Figure 4 – Tri-axial acceleration data, smoothed VeDBA and smoothed pitch angle of 3 example prairie dogs exiting their burrows. Acceleration traces taken from 2 individual when enter burrow. Behaviour is categorized using video footage from camera trap footage. Data shown is a total of 9 seconds and collected at American Prairie, Phillips County, Montana, USA between the dates 16th to 25th August 2023.

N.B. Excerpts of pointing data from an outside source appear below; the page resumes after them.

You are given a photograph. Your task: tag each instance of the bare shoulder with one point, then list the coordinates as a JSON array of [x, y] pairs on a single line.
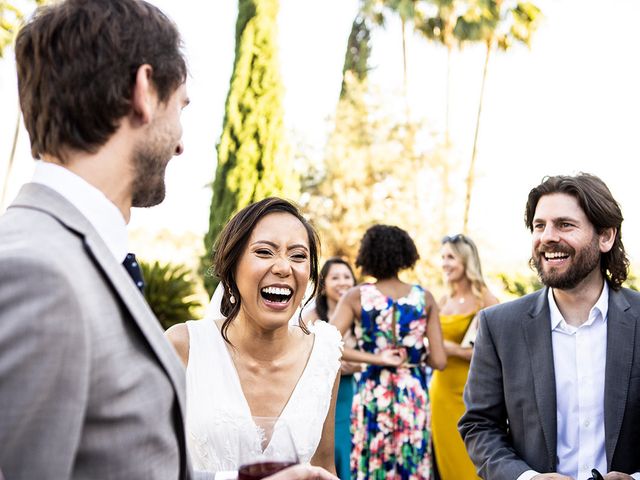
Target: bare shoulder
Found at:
[[310, 316], [352, 298], [178, 335], [489, 299], [443, 300], [428, 298]]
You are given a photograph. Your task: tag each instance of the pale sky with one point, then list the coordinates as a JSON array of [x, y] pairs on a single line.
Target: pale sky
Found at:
[[569, 104]]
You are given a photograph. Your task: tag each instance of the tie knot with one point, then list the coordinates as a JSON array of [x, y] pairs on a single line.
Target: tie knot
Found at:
[[132, 267]]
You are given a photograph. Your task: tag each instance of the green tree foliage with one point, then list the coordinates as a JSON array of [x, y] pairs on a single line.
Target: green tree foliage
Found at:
[[252, 161], [171, 292]]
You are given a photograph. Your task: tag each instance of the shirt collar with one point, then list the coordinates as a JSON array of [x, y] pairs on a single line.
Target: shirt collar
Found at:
[[103, 215], [599, 310]]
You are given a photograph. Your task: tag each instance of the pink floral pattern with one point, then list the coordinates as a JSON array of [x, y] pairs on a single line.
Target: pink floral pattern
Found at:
[[390, 417]]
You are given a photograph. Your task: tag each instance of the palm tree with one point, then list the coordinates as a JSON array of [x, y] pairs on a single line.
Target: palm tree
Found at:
[[406, 9], [498, 24], [436, 20], [11, 17]]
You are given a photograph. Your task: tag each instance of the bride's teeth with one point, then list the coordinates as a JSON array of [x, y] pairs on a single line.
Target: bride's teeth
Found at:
[[555, 255], [277, 291]]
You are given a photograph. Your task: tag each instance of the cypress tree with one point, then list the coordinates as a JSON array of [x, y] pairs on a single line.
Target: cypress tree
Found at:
[[252, 161]]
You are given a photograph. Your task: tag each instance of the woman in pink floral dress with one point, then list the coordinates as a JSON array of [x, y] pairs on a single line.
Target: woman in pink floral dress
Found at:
[[395, 322]]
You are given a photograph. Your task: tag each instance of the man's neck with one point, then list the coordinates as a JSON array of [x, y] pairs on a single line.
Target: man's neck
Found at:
[[576, 303], [107, 170]]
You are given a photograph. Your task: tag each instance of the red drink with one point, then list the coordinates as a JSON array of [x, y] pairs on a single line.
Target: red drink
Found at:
[[255, 471]]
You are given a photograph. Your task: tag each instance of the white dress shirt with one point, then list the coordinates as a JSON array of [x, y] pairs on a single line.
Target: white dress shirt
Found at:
[[579, 360], [103, 215]]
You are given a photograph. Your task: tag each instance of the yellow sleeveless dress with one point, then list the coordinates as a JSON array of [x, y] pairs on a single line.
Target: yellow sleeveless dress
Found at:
[[447, 406]]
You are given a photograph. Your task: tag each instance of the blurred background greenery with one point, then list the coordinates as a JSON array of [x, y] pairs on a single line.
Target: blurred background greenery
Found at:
[[473, 113]]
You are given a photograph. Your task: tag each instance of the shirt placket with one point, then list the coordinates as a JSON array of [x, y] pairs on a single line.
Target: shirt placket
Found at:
[[586, 385]]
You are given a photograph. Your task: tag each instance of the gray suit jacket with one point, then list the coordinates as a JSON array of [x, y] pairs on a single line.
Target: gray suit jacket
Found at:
[[89, 387], [510, 423]]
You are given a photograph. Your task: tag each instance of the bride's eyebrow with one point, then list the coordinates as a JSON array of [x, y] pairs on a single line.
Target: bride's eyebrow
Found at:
[[275, 245]]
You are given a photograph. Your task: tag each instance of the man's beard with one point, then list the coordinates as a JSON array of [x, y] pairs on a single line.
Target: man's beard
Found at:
[[584, 261], [150, 162]]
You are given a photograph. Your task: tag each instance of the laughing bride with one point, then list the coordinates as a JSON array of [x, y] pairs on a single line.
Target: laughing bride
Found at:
[[253, 363]]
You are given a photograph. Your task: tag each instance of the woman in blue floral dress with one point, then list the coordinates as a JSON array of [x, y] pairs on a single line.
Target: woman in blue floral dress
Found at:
[[398, 334]]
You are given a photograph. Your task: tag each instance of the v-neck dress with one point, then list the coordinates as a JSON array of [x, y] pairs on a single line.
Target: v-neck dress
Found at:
[[219, 422]]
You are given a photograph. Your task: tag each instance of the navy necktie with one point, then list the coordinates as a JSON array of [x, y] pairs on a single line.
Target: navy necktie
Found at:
[[132, 267]]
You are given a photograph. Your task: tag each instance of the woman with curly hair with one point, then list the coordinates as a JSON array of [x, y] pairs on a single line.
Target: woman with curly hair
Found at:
[[468, 293], [398, 335]]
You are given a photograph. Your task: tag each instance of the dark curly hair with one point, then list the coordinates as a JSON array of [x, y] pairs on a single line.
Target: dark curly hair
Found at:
[[322, 307], [385, 250], [601, 209], [231, 245], [77, 62]]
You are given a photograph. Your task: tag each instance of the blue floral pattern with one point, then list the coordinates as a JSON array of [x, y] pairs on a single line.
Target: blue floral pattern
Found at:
[[390, 413]]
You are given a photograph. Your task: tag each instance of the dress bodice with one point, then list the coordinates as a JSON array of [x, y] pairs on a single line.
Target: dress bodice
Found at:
[[387, 323], [219, 421]]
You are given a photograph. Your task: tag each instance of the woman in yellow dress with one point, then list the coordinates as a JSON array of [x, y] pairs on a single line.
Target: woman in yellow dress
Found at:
[[468, 293]]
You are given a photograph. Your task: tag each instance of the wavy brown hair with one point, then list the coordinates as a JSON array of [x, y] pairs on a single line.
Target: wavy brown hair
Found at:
[[77, 62], [602, 210], [385, 250], [231, 245]]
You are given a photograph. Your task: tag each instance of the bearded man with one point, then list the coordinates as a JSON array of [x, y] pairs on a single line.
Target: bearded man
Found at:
[[554, 385]]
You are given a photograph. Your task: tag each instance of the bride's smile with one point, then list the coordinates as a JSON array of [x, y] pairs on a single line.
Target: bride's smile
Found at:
[[273, 271]]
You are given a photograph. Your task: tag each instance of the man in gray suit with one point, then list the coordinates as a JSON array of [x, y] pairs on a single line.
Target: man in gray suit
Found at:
[[89, 387], [554, 385]]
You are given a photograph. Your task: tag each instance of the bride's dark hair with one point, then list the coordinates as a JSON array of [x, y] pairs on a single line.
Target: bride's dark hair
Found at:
[[231, 245]]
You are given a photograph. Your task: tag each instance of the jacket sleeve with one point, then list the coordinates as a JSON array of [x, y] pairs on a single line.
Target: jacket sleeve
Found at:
[[484, 425], [44, 369]]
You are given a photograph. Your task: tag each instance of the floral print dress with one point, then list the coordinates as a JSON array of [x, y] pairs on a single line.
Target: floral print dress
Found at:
[[390, 416]]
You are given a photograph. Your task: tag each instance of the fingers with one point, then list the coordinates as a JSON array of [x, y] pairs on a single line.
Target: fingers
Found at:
[[303, 472]]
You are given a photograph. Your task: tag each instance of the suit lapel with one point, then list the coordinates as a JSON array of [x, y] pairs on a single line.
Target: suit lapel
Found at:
[[621, 331], [42, 198], [537, 332]]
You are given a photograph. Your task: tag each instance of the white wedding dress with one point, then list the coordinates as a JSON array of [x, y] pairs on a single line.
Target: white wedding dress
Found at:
[[219, 422]]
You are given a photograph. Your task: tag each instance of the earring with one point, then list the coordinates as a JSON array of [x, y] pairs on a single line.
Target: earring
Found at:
[[232, 299]]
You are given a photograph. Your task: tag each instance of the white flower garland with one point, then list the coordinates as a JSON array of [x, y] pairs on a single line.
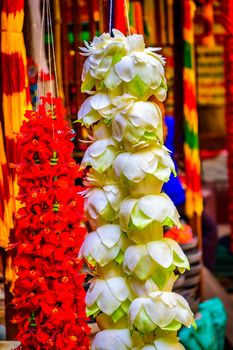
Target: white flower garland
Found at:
[[134, 266]]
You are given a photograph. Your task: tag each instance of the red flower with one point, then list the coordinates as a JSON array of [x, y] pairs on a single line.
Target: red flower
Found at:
[[48, 293]]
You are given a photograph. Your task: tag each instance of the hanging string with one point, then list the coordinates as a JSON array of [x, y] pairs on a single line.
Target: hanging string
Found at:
[[49, 47], [110, 16], [38, 92], [127, 16], [53, 54]]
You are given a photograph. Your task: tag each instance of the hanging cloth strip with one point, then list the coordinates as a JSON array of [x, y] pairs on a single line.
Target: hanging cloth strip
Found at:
[[227, 7], [194, 204], [119, 15], [15, 99]]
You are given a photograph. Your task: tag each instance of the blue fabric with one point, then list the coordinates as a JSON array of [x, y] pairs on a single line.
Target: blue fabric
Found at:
[[173, 187]]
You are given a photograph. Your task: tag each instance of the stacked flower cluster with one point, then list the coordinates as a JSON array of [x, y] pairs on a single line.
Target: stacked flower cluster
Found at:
[[135, 267], [48, 293]]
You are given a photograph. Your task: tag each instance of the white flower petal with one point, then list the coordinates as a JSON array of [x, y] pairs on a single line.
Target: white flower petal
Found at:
[[160, 252], [109, 234], [119, 288], [94, 291], [99, 101], [125, 69], [114, 339]]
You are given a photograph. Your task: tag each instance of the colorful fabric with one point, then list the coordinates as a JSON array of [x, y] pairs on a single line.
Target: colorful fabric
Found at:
[[119, 15], [194, 202], [228, 21], [14, 100], [136, 17]]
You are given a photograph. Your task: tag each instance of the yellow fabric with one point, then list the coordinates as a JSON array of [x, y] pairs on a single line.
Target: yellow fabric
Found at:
[[14, 107]]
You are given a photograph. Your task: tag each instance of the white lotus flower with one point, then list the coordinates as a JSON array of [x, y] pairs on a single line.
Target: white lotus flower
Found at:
[[102, 53], [142, 260], [160, 281], [136, 166], [104, 245], [164, 341], [143, 72], [139, 213], [165, 310], [112, 61], [111, 296], [102, 204], [143, 120], [94, 108], [114, 339], [100, 155]]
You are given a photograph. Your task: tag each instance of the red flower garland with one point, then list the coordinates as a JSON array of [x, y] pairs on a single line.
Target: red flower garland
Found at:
[[48, 293]]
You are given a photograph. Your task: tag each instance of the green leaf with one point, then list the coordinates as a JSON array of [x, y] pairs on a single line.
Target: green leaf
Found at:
[[137, 87], [125, 305], [120, 257], [88, 83], [173, 326], [92, 310], [143, 322], [116, 316]]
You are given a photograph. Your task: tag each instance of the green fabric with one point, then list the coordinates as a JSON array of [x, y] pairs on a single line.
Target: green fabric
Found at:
[[210, 332], [191, 136]]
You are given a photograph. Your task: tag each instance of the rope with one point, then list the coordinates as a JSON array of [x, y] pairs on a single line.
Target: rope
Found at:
[[53, 54], [127, 16], [40, 58], [49, 47], [110, 17]]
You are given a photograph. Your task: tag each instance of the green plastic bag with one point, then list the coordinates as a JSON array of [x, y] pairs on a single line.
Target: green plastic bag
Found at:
[[211, 325]]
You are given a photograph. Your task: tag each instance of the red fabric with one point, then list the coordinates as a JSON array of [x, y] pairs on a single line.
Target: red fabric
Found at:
[[119, 16], [12, 6], [227, 7], [48, 293], [14, 73]]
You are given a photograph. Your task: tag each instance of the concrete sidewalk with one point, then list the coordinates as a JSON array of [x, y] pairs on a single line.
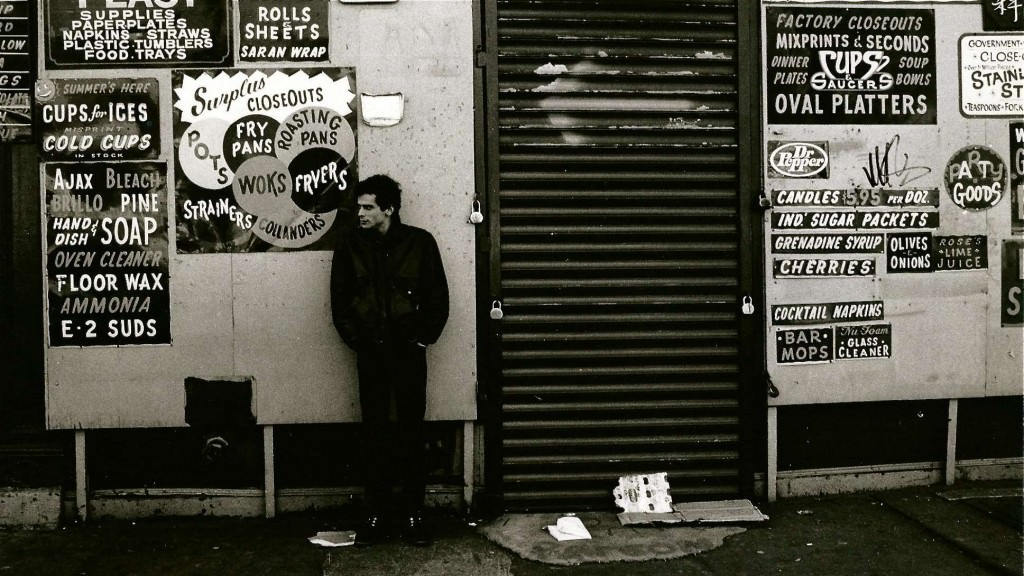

Applying dead reckoning to ‘free roaming’ data
We took horizontal animal movement to map out the burrows defined by the dead-reckoned movements of individuals starting from above ground verified points for a period of time informed by the drift model. We defined verified points as times when the true aboveground location of the prairie dog could be determined because the animal appeared in the camera trap array at a recorded burrow. The dead-reckoned paths were then filtered based on where the prairie dogs had entered the burrow located at each verified point. All spatially relevant underground locations were super-imposed onto one another to estimate the location of underground burrows. A combination of DDMT [27] and R [35] with the ‘ggamp’ package was used to visualise and map out the burrows. Revisit and residence time analysis was conducted using the ‘recurse’ package. A 1-meter radius circle was moved along the dead-reckoned underground track, and a 'revisit' was recorded whenever the animal left and then re-entered the circle. Additionally, if the animal remained within the circle, the total time spent at that location was accumulated.